Filipe Çelikkaya

Personal information
- Full name: Filipe Engin Neves Çelikkaya
- Date of birth: 19 January 1985 (age 41)
- Place of birth: Lisbon, Portugal
- Height: 1.76 m (5 ft 9 in)
- Position: Midfielder

Team information
- Current team: Zalaegerszeg (manager)

Youth career
- 1995–1999: Cova Piedade
- 1999–2004: Belenenses

College career
- Years: Team / Apps / (Gls)
- 2008: Sacred Heart Pioneers

Senior career*
- Years: Team / Apps / (Gls)
- 2004–2005: Fazendense
- 2005–2006: Atlético Cacém
- 2006–2007: Oeiras
- 2008: Sintrense

Managerial career
- 2009–2010: Almada U17
- 2010–2012: Benfica U15
- 2014–2015: Almada
- 2020–2024: Sporting CP B
- 2026–: Zalaegerszeg

= Filipe Çelikkaya =

Portuguese football manager (born 1985)

Filipe Engin Neves Çelikkaya (born 19 January 1985) is a Portuguese football manager. He is the current manager of Hungarian club Zalaegerszegi TE. He spent four years as manager of Sporting CP B, while Ruben Amorim was manager of the first team.

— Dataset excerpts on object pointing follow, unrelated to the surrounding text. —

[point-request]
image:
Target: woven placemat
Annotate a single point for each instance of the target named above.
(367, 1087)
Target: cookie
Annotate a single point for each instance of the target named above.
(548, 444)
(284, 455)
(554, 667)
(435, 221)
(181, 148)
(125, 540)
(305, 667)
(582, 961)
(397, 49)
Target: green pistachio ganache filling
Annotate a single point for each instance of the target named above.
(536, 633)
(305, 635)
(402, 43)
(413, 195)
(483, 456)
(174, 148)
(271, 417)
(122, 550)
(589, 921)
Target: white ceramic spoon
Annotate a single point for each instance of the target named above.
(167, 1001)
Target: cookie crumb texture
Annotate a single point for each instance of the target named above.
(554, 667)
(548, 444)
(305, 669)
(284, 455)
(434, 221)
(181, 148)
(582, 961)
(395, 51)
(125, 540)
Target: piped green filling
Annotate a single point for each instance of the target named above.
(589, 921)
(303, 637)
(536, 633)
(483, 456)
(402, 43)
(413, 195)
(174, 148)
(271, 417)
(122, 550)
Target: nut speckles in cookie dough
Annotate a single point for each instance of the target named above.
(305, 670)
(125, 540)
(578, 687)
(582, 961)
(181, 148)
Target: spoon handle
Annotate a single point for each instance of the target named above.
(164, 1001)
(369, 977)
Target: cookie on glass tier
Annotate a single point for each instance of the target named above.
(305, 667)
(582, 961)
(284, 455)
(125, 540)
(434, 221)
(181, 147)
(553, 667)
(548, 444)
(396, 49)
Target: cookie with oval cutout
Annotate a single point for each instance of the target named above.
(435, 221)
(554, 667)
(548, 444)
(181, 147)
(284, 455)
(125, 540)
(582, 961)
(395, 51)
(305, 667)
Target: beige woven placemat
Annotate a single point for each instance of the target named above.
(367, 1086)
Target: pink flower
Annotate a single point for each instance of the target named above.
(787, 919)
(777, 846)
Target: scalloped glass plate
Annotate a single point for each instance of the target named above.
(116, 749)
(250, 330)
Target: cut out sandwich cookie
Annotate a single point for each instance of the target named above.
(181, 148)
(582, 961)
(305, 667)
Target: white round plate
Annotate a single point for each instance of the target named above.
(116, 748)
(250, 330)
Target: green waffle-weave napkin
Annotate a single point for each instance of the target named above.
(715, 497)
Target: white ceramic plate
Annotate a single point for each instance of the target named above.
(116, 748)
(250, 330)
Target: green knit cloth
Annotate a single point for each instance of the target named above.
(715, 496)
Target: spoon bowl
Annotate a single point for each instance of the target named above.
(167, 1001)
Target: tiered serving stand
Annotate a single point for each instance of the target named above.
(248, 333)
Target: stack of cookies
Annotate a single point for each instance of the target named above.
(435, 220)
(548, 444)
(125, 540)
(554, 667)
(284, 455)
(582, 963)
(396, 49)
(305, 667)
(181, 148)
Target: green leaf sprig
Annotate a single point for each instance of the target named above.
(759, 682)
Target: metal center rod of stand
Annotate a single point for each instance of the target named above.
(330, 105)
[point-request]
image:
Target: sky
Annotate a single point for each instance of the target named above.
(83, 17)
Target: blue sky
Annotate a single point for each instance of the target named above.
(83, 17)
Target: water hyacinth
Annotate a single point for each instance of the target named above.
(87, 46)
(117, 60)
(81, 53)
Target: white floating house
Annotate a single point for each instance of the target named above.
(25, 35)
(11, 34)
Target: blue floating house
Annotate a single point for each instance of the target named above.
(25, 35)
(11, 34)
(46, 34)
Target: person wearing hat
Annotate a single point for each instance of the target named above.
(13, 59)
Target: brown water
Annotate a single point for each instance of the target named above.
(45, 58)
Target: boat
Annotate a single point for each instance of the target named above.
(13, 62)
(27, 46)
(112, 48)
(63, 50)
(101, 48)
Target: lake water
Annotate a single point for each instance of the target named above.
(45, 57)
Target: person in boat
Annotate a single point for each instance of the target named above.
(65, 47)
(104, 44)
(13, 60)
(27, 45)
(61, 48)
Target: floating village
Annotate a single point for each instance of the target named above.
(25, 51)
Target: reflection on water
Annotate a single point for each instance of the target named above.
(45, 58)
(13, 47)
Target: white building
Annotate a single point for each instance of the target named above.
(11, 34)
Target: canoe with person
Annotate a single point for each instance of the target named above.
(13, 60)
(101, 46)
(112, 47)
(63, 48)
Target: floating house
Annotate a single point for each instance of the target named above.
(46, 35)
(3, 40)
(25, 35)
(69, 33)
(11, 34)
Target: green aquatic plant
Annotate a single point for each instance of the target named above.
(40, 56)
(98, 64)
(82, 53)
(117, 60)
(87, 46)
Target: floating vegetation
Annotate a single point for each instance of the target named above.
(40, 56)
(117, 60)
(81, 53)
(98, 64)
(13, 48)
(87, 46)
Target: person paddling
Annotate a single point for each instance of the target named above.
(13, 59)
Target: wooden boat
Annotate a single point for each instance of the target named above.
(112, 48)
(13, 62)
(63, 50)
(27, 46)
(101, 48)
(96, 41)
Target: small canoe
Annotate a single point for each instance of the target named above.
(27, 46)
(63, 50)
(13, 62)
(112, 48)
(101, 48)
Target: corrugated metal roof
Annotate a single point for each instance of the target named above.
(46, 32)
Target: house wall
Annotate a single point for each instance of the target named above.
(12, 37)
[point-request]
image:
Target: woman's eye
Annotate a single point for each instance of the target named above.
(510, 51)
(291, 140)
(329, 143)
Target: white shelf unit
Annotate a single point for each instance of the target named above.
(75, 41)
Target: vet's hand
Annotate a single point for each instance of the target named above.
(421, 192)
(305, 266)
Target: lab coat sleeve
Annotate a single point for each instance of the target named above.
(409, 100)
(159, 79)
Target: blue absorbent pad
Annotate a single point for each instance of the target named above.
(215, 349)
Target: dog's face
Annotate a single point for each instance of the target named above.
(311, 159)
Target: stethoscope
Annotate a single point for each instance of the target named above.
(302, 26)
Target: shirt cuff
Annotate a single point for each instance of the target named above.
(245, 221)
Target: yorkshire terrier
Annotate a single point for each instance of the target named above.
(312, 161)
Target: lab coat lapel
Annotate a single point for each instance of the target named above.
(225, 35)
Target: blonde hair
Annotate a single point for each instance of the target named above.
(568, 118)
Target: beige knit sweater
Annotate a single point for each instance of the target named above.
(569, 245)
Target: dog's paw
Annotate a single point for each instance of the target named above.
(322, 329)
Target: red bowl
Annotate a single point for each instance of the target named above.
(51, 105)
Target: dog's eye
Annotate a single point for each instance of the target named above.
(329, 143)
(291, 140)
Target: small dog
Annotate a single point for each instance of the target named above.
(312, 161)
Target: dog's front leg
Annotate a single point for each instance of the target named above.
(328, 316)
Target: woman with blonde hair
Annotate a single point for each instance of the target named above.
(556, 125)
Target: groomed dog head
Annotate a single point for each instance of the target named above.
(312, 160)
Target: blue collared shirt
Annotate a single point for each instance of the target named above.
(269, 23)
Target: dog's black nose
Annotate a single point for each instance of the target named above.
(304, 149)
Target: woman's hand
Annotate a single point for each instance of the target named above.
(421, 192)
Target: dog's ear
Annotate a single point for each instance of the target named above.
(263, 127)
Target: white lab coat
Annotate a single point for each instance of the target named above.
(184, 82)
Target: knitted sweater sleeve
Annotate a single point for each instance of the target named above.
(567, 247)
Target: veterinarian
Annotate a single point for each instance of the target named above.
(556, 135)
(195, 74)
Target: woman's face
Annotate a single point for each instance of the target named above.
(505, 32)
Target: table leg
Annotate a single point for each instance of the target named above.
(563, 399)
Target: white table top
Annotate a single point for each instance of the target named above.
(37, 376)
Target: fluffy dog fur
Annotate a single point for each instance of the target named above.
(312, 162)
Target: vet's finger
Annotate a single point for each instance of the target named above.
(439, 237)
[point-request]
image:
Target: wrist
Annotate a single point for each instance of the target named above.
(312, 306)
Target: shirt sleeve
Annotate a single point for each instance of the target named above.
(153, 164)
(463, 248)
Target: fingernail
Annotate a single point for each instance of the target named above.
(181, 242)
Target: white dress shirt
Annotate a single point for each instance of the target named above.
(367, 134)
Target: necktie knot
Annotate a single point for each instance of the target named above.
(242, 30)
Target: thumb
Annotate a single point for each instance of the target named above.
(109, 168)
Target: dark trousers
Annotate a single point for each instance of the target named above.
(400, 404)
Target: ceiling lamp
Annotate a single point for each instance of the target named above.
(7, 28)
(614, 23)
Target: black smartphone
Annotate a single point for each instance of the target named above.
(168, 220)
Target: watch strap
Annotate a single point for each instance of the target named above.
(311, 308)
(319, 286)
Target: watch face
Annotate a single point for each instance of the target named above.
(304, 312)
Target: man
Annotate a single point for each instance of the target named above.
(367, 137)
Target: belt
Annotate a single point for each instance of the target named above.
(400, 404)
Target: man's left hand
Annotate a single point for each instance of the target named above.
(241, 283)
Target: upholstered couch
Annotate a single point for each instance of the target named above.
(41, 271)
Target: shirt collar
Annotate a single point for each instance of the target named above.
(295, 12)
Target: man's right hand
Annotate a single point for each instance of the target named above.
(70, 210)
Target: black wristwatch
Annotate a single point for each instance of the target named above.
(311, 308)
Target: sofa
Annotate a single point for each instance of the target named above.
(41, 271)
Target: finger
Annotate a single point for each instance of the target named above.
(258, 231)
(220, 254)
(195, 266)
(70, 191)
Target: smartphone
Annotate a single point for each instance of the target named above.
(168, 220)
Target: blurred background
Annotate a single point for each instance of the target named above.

==Early life and playing career==
Çelikkaya was born in Lisbon. His father, from Eskişehir, Turkey, was on a European tour of over two years when he met his mother in Portugal. An only child, both of his parents were unemployed when he was born, though his father later obtained work in industry. He grew up mostly in Almada, apart from a brief spell in Estarreja through his father's work.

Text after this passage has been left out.